3) Optics. If the messaging is correct regarding our intent and the media is clued in on the motives behind the boycott, the image of a completely empty student section during the opening seconds of the biggest home game at the Big House would be absolutely devastating to Brandon's reputation, and he could not recover from that nor brush it aside. This would set off a firestorm of national media attention that should end with Brandon's resignation.
These are three of the reasons why this form of protest is much better than an ad hoc protest by 500 students milling around in the diag or a protest of the regents meeting. Brandon needs to hear our voices and we will lose our momentum as well as our lone chance to effect change. A demonstration such as the one I proposed is efficient, on-point, and respectful of the players and the team (after kickoff we would all return to our seats - and cheer loudly for our TEAM)
It’s not yet clear how many of the students will actually participate in the protest, but their collective frustration with the athletic department is unquestionably palpable. That has led to the tweaking of the monthly “fireside chat” students have with the university president.

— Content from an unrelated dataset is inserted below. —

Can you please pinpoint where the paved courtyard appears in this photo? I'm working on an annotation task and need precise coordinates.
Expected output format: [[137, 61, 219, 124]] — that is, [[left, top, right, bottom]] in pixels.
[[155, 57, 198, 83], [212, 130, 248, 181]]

The fireside chat with the president is a regular monthly forum designed to help president Mark Schlissel (and President Mary Sue Coleman before him) hear from students about a variety of issues. The pool of students is randomly selected and is filled by invitation only. Based on the significant student uproar the length of the session has been extended and the number of invitations has been increased. Because Schlissel wants to hear specifically about the issues in football they have invited 100 randomly selected students that are season ticket holders and 200 randomly selected other students. Students that have already communicated their opinions on the topic to the president were not invited to assure a breadth of voices in the process.